Tener sentido del humor es un buen signo de salud mental. Porque el humor, del que brotan la sana ironía, la risa fresca, la alegre carcajada, implica la percepción de lo absurdo, de lo contradictorio, de lo desproporcionado, de lo deforme. Y es condición imprescindible para esta percepción el ser dueño de un intelecto sano, capaz de contemplar y comprender al ser en su armonía y en el resplandor de su belleza.

Por eso el humor verdadero es un privilegio del pensamiento realista. El mundo moderno, sumergido en el devenir heraclitiano, se ha vuelto incapaz de percibir lo absurdo, lo contradictorio. Su inteligencia ha roto el orden del ser, cerrada en su propia conciencia, ha apostatado de los primeros principios, nega­do su evidencia inmediata. El humor marxista no es auténtico y por tanto no es humor. Es ácido, agrio, corrosivo, una herramienta de lucha dialéctica al servi­cio de la destrucción, de la disgregación. Ello se debe a que el marxista, al in­troducir la contradicción en el mismo corazón de la realidad, se vuelve ciego para contemplar la armonía de las formas y, por tanto, del ridículo de lo deforme.

Dios se ríe del impío, dice la Escritura. Quien combate el buen combate de la Verdad, necesita del humor como de un ingrediente imprescindible para la salvaguarda de su equilibrio intelectual, psíquico, e incluso hepático. Porque el mal, manifestado en el error, en la mentira, en el pecado, no sólo es trágico y perverso: es cómico, es ridículo. Sería sólo trágico si el principio del mal fuera un Dios malo, como el de los maniqueos o el de los persas. Pero el diablo es una creatura a la que su absurda soberbia lleva a querer igualarse con el Crea­dor. Es el “mono de Dios” y, a la larga, su imitación deviene una parodia la­mentable. La Edad Media tomaba muy en serio al Adversario. Pero también sabía burlarlo y burlarse de su jeta siniestra y deforme.

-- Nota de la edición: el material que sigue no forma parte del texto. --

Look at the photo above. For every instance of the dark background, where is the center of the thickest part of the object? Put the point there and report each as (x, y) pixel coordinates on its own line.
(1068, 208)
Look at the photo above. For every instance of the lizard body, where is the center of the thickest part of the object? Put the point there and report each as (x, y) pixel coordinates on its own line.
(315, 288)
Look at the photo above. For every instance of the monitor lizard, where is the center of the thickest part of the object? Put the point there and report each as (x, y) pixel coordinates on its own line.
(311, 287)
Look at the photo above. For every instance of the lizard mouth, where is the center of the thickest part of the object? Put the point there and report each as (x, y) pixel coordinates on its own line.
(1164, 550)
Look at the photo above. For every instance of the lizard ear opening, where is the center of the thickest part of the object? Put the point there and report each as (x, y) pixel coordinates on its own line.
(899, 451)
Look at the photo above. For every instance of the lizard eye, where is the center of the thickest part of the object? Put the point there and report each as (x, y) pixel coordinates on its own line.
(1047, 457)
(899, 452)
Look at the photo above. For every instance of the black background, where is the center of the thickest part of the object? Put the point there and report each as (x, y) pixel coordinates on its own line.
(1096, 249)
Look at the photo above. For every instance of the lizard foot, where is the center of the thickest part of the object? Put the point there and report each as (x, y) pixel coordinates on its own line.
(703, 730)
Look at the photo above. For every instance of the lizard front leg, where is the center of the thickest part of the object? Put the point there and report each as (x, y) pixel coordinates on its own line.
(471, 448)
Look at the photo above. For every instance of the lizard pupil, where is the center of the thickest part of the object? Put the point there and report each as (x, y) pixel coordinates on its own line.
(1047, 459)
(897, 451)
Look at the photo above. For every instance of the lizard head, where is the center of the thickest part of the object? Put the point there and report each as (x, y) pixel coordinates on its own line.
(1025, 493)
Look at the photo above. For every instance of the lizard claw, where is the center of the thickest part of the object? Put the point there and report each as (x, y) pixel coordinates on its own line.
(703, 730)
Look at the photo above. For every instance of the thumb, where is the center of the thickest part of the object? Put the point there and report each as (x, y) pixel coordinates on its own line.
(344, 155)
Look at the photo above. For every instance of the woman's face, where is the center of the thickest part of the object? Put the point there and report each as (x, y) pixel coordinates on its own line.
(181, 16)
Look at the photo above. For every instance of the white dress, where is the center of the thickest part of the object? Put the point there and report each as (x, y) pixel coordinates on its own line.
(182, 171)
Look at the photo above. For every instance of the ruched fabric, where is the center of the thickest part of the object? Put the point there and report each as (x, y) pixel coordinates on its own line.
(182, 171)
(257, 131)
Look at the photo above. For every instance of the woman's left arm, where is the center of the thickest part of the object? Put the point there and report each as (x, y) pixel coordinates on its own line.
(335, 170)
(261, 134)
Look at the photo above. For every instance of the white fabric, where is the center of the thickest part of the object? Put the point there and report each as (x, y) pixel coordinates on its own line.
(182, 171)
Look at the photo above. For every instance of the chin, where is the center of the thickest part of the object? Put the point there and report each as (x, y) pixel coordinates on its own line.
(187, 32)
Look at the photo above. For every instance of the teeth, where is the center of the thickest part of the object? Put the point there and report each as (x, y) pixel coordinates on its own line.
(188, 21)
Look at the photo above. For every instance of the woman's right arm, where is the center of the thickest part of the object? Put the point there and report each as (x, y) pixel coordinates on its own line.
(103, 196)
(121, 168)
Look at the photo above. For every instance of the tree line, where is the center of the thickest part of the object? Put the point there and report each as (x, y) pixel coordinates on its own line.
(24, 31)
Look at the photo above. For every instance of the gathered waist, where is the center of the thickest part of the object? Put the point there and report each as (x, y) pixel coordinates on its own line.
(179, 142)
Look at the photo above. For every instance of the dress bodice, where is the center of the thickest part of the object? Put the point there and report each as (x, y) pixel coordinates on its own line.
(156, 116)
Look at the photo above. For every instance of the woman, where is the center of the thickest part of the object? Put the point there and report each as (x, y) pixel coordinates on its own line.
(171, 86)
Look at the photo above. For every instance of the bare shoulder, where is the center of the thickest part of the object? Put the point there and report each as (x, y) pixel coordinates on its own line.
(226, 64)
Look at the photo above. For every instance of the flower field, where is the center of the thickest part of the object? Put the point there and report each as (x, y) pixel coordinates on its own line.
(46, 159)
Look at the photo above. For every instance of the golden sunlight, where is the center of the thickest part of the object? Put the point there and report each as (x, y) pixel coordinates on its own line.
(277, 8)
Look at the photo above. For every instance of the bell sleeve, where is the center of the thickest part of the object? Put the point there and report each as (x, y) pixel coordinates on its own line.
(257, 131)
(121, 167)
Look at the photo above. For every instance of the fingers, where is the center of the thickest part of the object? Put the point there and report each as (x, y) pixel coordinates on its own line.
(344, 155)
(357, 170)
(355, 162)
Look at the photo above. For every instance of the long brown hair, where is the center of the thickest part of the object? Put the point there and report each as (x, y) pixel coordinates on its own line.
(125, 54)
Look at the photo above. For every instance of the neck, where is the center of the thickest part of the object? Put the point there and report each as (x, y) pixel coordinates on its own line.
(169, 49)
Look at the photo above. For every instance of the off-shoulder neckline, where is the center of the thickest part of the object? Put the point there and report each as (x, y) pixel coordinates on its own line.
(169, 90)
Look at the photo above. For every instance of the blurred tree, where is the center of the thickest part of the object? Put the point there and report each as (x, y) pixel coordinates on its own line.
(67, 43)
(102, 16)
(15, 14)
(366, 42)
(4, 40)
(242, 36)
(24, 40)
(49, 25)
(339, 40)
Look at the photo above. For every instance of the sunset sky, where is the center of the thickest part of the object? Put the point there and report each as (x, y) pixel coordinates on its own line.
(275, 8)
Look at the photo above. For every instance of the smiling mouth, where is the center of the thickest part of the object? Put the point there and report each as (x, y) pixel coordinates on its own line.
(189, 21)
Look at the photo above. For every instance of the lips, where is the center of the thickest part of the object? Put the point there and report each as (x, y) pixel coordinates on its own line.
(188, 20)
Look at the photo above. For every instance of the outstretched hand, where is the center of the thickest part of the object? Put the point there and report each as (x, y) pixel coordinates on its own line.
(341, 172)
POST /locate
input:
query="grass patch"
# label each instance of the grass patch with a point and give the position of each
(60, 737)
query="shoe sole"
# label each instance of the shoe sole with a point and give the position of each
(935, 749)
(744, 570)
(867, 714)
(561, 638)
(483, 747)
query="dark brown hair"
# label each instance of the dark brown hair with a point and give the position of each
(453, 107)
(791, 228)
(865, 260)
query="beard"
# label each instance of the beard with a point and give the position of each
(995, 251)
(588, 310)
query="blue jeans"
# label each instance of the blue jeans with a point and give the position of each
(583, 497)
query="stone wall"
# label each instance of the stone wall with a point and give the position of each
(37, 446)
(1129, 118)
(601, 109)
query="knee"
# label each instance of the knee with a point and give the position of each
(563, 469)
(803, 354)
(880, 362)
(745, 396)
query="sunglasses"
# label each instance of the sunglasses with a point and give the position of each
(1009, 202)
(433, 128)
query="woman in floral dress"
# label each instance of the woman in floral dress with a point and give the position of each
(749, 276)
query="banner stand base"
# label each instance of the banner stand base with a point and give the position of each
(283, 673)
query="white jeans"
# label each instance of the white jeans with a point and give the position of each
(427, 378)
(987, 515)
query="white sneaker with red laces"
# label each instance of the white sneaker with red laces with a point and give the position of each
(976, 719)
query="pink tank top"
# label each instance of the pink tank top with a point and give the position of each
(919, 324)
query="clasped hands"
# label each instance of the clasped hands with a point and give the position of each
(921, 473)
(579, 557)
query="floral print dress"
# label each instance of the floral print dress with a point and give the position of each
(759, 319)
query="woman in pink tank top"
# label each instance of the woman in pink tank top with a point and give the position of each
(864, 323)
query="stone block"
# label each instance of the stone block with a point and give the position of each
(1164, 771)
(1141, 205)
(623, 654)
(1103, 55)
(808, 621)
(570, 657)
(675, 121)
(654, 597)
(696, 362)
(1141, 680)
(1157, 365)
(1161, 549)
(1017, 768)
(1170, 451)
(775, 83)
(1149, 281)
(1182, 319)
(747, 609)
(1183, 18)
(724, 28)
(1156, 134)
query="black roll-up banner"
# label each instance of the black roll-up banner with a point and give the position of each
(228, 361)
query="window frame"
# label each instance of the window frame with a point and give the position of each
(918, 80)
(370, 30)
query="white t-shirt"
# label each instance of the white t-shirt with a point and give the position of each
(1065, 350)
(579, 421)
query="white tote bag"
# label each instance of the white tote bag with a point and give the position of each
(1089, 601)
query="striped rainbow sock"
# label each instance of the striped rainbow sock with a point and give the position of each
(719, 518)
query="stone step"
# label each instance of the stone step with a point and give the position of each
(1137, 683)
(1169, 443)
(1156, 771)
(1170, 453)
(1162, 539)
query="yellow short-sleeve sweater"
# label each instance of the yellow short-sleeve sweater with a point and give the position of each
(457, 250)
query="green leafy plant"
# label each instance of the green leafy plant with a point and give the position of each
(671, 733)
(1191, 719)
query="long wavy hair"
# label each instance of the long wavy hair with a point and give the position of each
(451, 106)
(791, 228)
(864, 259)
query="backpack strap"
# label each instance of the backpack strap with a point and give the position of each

Todo lo que es falso y pecaminoso lleva el sello de lo satánico y, por lo mismo, participa irremediablemente de su carácter simiesco. Quien no sea ca­paz de comprenderlo, podrá combatir por el Bien y la Verdad, pero su combate adquirirá el tono oscuro y amargo propio del calvinismo o de los jansenistas. En el buen combate es menester combatir con alegría, no la alegría ruidosa y superficial que nace de un optimismo tan ciego como estúpido, sino aquélla otra serena y profunda, propia de quien lleva en su alma como una semilla la incoa­ción de la gloria, la paz y el gozo de la victoria final. Quien lucha por la Ver­dad con amargura, transforma la Verdad en una cosa amarga, que repele y que repugna. No basta luchar por la Verdad: hay que amarla y hacerla amar. Por­que la Verdad, que es Bien y es Belleza suprema y armonía, es en sí misma e infinitamente amable.